The main theme of Dubliners, as a whole, is that Joyce found Dublin as a moral dunghill.  The story uses imagery related to blindness, instead of religious vision.  Just look at the first full paragraph:

NORTH RICHMOND STREET being blind, was a quiet street except at the hour when the Christian Brothers' School set the boys free. An uninhabited house of two storeys stood at the blind end, detached from its neighbours in a square ground The other houses of the street, conscious of decent lives within them, gazed at one another with brown imperturbable faces.

And then later, when looking out at Meghan's sister:

Every morning I lay on the floor in the front parlour watching her door. The blind was pulled down to within an inch of the sash so that I could not be seen.

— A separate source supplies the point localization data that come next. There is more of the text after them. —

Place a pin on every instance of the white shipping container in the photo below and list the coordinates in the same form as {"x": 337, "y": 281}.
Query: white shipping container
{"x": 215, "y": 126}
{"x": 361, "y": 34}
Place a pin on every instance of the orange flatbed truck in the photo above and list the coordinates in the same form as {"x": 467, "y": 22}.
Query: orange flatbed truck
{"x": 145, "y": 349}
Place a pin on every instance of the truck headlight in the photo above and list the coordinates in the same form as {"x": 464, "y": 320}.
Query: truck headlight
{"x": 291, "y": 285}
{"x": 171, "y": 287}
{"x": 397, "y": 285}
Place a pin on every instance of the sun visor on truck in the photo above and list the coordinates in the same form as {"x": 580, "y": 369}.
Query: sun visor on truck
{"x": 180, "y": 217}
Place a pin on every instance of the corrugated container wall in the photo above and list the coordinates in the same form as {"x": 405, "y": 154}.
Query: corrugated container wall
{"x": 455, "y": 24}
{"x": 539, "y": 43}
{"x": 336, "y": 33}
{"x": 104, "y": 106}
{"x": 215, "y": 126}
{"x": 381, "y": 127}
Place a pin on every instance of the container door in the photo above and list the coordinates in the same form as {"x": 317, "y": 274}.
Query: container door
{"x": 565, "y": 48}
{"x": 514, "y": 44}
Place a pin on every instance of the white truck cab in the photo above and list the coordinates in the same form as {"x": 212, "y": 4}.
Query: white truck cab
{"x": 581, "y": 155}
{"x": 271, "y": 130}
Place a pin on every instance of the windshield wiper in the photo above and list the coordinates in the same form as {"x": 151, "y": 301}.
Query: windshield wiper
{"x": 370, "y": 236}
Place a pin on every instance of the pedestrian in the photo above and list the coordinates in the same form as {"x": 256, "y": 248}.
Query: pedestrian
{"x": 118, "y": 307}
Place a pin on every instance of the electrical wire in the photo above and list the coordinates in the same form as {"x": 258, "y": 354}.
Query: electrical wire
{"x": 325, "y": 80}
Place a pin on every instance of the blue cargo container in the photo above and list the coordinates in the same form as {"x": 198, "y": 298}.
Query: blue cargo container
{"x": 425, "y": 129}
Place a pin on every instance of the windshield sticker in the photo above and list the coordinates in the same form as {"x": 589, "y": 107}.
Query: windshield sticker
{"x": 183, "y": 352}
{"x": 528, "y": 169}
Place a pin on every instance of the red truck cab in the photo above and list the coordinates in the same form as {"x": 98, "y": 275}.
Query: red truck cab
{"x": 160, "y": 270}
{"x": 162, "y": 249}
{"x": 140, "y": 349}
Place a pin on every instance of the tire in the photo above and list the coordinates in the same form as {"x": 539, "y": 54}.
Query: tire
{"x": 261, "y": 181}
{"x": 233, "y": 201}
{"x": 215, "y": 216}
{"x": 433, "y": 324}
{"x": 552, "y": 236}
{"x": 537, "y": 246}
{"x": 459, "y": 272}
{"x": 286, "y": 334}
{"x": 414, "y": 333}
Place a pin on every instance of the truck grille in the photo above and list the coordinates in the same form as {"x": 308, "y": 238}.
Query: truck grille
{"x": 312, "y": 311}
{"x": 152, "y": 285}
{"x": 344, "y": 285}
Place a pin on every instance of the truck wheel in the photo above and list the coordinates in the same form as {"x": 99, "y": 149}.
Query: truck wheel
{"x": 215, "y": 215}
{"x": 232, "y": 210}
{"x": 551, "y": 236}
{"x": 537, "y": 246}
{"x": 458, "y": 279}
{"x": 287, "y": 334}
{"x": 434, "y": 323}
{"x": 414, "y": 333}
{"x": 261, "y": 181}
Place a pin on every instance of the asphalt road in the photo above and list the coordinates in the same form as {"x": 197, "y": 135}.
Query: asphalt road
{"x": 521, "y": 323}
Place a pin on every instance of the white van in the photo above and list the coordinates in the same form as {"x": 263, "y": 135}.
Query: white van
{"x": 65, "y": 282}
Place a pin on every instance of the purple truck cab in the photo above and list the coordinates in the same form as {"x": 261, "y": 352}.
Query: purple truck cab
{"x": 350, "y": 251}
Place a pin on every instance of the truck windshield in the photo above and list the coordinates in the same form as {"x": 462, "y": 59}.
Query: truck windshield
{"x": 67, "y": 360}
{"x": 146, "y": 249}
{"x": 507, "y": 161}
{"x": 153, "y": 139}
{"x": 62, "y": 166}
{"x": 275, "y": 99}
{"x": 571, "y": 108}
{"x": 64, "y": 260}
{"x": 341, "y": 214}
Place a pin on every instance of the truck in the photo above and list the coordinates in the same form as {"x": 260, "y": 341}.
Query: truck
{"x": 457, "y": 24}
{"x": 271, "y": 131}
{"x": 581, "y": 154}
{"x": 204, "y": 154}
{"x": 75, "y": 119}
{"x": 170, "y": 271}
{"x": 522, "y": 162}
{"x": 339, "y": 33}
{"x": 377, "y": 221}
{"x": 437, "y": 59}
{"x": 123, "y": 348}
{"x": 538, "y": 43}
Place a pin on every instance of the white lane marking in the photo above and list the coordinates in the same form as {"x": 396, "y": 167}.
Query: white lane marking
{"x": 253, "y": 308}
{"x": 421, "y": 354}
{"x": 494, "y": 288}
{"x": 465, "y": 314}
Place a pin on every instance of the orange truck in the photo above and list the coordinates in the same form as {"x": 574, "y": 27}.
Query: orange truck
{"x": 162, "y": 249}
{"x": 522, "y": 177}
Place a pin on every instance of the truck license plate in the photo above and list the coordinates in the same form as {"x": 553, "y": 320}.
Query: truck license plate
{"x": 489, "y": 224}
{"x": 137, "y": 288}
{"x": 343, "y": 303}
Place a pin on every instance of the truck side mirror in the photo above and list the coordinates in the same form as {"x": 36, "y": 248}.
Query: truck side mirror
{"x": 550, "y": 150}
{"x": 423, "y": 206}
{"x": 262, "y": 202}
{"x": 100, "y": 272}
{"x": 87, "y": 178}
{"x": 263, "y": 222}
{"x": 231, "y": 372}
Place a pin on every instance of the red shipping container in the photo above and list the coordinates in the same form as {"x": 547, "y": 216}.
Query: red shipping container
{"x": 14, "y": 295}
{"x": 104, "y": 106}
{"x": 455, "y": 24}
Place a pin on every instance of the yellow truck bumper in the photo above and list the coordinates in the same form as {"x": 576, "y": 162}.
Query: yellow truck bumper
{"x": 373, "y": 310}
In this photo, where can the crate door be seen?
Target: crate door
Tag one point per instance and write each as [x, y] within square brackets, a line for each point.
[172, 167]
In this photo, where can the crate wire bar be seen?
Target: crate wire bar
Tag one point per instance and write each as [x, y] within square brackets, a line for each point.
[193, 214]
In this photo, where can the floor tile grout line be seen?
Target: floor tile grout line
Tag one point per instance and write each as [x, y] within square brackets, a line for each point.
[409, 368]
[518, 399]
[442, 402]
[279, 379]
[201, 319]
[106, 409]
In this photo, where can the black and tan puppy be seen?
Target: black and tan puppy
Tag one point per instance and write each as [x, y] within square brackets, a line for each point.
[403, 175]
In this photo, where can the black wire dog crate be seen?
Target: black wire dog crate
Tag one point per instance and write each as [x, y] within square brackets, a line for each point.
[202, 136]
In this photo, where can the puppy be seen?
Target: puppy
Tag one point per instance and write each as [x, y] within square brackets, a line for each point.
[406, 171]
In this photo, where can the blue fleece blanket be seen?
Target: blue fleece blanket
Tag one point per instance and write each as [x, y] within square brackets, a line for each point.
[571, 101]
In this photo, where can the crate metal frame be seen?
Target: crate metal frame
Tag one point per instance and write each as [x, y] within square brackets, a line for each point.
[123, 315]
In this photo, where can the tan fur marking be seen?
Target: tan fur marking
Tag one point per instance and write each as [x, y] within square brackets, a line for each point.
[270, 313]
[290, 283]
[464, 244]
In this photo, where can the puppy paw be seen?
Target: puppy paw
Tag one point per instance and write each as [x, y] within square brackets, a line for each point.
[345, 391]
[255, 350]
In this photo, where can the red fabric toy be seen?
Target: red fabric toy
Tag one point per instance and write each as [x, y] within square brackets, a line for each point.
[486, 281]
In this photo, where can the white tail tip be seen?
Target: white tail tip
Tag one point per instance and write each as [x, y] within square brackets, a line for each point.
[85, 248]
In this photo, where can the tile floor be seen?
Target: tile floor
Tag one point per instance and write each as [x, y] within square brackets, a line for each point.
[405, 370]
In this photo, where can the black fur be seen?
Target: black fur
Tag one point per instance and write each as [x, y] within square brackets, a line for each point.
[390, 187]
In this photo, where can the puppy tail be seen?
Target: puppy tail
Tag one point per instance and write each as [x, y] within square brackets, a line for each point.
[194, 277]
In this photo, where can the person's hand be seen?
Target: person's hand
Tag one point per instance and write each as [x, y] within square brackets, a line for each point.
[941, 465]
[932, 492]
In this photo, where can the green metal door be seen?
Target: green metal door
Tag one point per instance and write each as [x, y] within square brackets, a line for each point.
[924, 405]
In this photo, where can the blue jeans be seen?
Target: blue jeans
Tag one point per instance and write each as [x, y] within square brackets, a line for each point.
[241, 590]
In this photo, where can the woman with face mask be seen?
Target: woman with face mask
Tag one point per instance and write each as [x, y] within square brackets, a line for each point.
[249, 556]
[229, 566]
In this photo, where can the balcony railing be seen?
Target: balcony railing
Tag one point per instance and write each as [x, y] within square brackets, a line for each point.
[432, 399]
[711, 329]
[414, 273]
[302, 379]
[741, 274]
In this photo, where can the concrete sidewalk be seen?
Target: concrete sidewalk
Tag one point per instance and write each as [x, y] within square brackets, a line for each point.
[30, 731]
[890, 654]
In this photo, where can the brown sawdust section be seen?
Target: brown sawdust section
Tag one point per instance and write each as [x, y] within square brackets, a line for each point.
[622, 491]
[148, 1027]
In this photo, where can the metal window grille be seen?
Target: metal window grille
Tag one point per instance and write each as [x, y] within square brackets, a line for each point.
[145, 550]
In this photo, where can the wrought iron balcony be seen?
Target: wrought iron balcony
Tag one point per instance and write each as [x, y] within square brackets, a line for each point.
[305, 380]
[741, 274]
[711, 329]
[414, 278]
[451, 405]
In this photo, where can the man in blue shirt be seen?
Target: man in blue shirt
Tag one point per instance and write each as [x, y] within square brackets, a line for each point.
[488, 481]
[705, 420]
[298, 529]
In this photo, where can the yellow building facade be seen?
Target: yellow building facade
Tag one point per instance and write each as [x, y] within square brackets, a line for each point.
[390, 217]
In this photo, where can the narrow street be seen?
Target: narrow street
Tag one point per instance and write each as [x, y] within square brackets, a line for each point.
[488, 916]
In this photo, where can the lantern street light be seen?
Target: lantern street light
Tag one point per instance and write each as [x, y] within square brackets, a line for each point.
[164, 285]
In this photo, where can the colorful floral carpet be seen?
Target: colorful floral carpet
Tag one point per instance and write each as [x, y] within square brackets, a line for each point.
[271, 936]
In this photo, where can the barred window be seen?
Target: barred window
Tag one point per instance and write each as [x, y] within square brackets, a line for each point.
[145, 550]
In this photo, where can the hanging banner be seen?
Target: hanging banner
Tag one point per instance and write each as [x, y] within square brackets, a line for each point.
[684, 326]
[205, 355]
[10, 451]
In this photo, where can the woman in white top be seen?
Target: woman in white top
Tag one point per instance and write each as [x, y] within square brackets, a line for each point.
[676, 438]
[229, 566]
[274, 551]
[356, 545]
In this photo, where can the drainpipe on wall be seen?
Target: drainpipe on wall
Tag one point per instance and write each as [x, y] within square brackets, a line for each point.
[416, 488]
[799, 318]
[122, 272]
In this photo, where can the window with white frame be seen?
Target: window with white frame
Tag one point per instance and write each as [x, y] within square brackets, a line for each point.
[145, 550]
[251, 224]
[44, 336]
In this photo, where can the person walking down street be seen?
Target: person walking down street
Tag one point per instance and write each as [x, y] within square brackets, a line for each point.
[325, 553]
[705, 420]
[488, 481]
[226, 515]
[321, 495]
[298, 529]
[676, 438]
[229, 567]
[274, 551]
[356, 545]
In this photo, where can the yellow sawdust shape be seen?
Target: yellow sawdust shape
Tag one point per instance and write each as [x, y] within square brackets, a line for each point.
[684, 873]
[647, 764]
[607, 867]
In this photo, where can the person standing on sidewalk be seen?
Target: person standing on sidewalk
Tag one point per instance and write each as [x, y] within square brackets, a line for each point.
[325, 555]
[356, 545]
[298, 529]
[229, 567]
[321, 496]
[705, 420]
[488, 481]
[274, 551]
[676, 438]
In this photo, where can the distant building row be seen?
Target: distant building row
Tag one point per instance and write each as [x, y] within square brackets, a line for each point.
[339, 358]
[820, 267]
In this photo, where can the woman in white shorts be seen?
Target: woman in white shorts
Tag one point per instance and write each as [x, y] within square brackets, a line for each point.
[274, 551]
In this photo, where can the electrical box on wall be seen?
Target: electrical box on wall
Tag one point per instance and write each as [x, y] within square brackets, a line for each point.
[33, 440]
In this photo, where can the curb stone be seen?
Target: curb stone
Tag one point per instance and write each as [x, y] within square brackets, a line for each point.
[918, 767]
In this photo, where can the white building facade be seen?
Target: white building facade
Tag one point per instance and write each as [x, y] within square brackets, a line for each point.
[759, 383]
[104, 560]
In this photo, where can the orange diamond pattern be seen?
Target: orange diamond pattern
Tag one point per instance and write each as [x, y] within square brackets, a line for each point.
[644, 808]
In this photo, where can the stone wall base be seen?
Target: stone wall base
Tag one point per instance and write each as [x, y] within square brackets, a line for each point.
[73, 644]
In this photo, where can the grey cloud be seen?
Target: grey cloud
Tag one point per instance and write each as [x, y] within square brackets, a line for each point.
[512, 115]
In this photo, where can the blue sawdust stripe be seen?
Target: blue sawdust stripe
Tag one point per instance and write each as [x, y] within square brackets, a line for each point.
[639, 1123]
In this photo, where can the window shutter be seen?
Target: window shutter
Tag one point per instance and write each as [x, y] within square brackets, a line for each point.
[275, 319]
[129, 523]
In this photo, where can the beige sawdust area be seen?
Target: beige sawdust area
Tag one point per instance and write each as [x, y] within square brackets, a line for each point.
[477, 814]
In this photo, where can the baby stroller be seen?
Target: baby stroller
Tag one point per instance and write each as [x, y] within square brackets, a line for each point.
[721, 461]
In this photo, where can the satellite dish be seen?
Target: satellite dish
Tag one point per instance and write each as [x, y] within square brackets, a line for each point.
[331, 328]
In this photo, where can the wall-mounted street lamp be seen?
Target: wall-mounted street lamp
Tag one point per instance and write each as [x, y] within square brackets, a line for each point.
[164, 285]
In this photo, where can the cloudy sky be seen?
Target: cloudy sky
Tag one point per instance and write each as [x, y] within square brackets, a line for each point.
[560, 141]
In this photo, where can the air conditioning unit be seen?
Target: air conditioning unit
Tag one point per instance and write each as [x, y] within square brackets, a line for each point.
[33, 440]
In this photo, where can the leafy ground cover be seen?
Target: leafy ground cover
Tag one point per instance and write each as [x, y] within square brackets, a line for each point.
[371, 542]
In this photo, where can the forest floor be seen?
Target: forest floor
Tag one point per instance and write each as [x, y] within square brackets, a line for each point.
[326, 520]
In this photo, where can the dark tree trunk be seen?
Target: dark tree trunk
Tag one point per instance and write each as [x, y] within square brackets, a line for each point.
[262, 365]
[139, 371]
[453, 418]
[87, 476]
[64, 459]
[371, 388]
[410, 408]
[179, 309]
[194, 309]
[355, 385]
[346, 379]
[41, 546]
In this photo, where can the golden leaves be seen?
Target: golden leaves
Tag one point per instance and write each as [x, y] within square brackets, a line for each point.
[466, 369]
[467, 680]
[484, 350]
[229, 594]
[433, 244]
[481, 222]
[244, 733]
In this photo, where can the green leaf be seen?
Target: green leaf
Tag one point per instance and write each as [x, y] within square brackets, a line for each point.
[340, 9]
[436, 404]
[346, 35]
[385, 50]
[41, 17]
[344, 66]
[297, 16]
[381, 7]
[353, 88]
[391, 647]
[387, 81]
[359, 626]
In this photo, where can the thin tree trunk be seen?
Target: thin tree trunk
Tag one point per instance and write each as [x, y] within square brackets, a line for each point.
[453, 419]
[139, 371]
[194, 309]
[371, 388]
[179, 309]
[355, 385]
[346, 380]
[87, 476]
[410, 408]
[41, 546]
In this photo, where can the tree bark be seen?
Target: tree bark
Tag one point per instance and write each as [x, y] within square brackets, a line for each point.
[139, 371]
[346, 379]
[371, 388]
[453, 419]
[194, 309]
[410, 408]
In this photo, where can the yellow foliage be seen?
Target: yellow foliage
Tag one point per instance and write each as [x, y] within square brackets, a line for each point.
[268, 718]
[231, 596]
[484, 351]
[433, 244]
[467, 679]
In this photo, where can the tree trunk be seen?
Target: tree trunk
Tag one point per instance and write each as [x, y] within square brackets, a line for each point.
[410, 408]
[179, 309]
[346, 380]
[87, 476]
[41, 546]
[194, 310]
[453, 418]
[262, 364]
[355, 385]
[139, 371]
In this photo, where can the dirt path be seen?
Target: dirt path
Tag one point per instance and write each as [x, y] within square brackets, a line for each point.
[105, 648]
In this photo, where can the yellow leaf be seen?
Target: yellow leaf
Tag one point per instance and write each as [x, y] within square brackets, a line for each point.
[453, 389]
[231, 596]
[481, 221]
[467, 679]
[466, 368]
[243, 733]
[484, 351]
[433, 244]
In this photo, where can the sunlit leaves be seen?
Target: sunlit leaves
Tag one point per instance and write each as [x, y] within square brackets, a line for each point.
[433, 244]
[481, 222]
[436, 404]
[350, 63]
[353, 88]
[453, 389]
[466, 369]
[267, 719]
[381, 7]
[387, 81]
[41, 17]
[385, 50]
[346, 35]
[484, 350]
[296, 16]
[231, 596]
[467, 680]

The narrator sees himself on a religious quest.  He says, "“I imagined that I bore my chalice safely through a throng of foes.”  It ends in anguish and darkness.  According to the Enotes editor:

At the beginning of the story, the narrator sees himself as a religious hero and sees Mangan's sister as the living embodiment of the Virgin Mary. He has not yet learned how to separate the religious teachings of his school with the reality of his secular life. Part of his understanding at the end of the story involves his finally separating those two aspects of his life. He realizes that the church-sponsored bazaar is just a place to buy trinkets, that Mangan's sister is just a girl, and that he himself is just a boy. It is not clear at the end of the story what impact the narrator's epiphany will have on his religious beliefs. Joyce's own disillusionment with Catholicism, however, lends credence to the possibility of the boy adopting a cynical attitude toward his religion.